There’s A Huge Subterranean Lake of Liquid Water on Mars
LIQUID WATER. It’s official. There is liquid water on Mars. And not just a little, either. A research team led by Roberto Orosei, a professor at the University of Bologna, has detected a lake of liquid water 20 kilometers (12.4 miles) wide about 1.5 kilometers (.9 miles) below the surface of Mars’ southern ice cap in a region known as Planum Australe. They suspect that dissolved salts from nearby minerals prevent the water from freezing, despite the low temperatures.
They published their research on the Martian lake Wednesday in the journal Science.

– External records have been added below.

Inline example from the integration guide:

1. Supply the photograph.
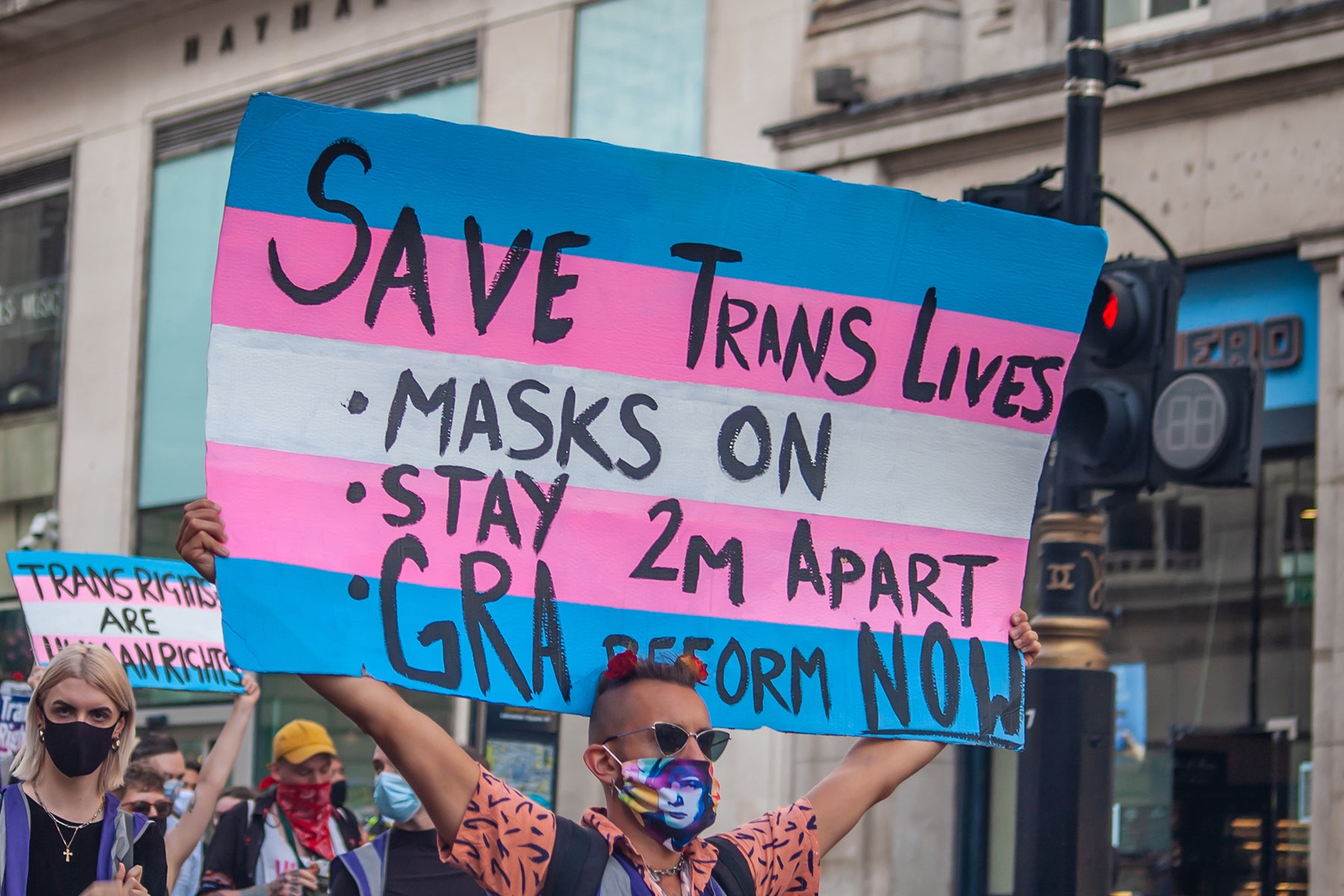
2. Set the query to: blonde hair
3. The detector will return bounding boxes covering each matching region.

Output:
[13,644,136,791]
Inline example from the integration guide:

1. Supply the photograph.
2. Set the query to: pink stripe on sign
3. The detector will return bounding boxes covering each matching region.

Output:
[212,208,1078,432]
[13,564,219,615]
[205,442,1027,641]
[32,634,231,671]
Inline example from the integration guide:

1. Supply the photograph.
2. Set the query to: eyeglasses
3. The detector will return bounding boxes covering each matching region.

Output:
[122,799,172,818]
[602,721,731,762]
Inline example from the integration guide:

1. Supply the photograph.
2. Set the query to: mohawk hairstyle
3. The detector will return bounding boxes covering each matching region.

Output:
[588,652,700,743]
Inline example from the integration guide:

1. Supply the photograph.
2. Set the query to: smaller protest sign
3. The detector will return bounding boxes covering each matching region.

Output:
[5,551,242,692]
[0,681,32,762]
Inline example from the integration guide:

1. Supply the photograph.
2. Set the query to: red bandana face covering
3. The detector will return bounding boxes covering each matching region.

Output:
[276,783,336,859]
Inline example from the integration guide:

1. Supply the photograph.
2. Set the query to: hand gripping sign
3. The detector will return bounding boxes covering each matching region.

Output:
[0,551,243,693]
[205,96,1105,747]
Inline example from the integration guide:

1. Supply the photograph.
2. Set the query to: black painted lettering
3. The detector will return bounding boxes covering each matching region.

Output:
[942,553,998,629]
[900,286,938,405]
[859,622,910,733]
[615,392,662,481]
[462,551,532,701]
[508,380,555,461]
[514,470,570,553]
[476,470,523,548]
[434,464,485,535]
[789,518,827,600]
[462,217,532,336]
[780,412,830,501]
[714,293,756,371]
[672,243,742,371]
[719,405,773,482]
[457,378,504,454]
[966,348,1004,407]
[267,138,373,305]
[555,385,613,470]
[532,231,588,344]
[919,622,961,728]
[789,647,830,719]
[383,368,457,457]
[682,535,746,607]
[383,464,425,526]
[532,560,570,703]
[783,305,836,383]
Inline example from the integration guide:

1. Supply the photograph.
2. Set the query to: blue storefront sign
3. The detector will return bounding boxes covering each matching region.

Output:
[1175,255,1320,447]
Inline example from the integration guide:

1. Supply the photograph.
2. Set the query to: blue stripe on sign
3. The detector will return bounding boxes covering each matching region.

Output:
[218,559,1023,748]
[227,94,1106,332]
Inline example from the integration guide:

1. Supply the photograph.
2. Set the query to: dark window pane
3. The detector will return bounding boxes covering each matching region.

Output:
[1284,494,1316,553]
[1151,0,1189,19]
[1107,501,1153,551]
[0,193,69,414]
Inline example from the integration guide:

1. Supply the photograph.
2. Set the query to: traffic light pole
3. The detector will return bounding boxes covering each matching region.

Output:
[1013,0,1116,896]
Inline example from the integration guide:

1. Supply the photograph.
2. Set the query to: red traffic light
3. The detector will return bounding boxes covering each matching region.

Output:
[1078,270,1157,368]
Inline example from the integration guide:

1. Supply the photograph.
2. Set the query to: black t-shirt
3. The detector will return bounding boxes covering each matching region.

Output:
[332,827,485,896]
[22,794,168,896]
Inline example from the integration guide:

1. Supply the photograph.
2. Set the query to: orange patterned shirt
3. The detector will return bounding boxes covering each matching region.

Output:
[440,770,821,896]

RADAR & THE RED PLANET. At the center of this discovery is Mars Advanced Radar for Subsurface and Ionosphere Sounding (MARSIS), an instrument aboard the European Space Agency’s (ESA’s) Mars Express spacecraft.
This instrument, which is positioned hundreds of kilometers above the surface of Mars, sends electromagnetic radar waves down toward the center of the planet. When those waves transition from one material to the next (from ice to rock, for example), they reflect back up to the instrument. Scientists can then analyze those reflected waves to determine what sort of material exists beneath the Martian surface.
Between May 2012 and December 2015, Orosei and his team focused MARSIS on the Planum Australe (southern plane) region of Mars. As they analyzed the data, they noticed an area had a radar profile similar to those of the lakes of liquid water we know exist beneath ice sheets here on Earth. After ruling out any other possibilities, the researchers concluded that a lake of liquid water is the only explanation for the data.
FOLLOW THE WATER. This isn’t the first discovery of water on Mars — we already knew the planet was home to ice as well as small amounts of water vapor. We’ve even found evidence of liquid water on the Red Planet, but this is the first time anyone has actually detected it.
There’s a reason NASA’s mantra toward studying Mars is “follow the water.” Not only is water important in helping us understand the climate of Mars, past and present, any deposits — liquid or otherwise — could play a role in our plans for Martian colonization.
Perhaps most exciting of all, though, it what this discovery of a Martian lake could mean in our search for extraterrestrial life. Almost anywhere on Earth that there’s water, there’s also life. If the same holds true on Mars, this discovery may mean the probability of the planet hosting some sort of life may have just increased dramatically.